Krystin raconte par exemple les grands récits de la littérature gréco-latine et médiévale, et a publié un superbe et envoûtant livre-réflexion sur l’Odyssée d’après Homère. Nous avons eu le plaisir de réaliser avec elle une interview très inspirante, dans laquelle elle nous transmet sa passion du conte, de l’oralité, et nous en dit davantage sur l’Odyssée…

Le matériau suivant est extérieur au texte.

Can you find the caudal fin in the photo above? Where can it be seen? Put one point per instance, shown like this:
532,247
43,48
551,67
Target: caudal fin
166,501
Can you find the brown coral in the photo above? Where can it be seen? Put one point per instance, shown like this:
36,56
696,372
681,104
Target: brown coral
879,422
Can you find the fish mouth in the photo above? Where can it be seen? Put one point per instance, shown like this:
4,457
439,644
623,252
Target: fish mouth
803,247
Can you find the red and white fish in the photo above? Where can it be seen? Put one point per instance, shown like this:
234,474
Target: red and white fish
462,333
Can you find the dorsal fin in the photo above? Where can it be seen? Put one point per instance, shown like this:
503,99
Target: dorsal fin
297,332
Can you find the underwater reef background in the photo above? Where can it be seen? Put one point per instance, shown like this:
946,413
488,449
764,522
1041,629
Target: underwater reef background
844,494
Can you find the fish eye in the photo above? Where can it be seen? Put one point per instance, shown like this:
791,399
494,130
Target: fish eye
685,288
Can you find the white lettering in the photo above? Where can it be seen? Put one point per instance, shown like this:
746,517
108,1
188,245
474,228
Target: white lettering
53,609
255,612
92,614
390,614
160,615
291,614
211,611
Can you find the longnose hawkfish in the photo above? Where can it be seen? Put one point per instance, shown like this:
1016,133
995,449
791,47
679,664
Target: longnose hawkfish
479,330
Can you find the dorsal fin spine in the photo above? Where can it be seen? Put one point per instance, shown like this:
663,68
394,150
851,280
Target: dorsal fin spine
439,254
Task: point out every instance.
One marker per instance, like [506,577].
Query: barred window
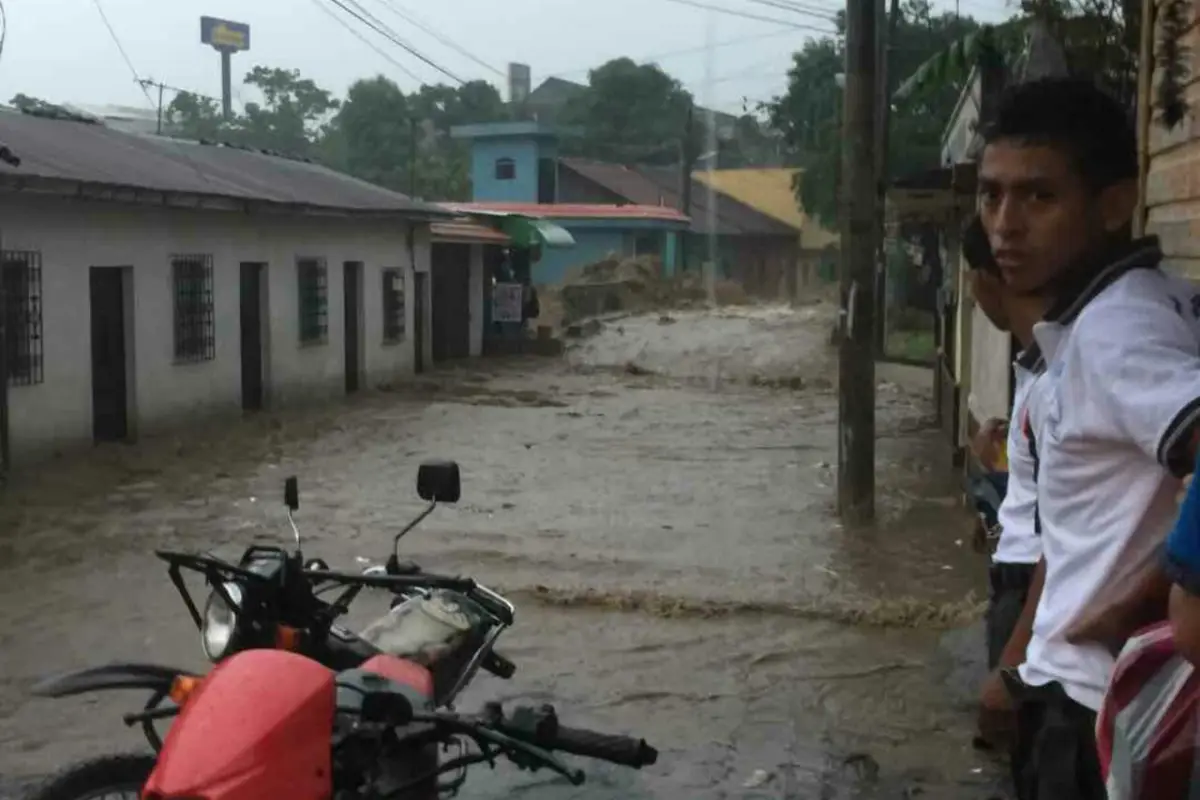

Pourquoi et comment devient-on conteur ?
Krystin Vesterälen : Les pourquoi et les comment sont toujours très difficiles comme questions. Car ces questions nous forcent à entrer en nous, à nous poser ces questions. Pour ma part, je ne pense pas que les réponses me conviendraient car je suis toujours à leur recherche. Dans l’absolu, je dirais par goût des histoires, de l’imaginaire, des autres. Mais il y a tellement d’autres réponses comme le choix de la transmission orale, du mot, de la parole. Il y a aussi le plaisir de voir les autres sourire et vivre l’histoire…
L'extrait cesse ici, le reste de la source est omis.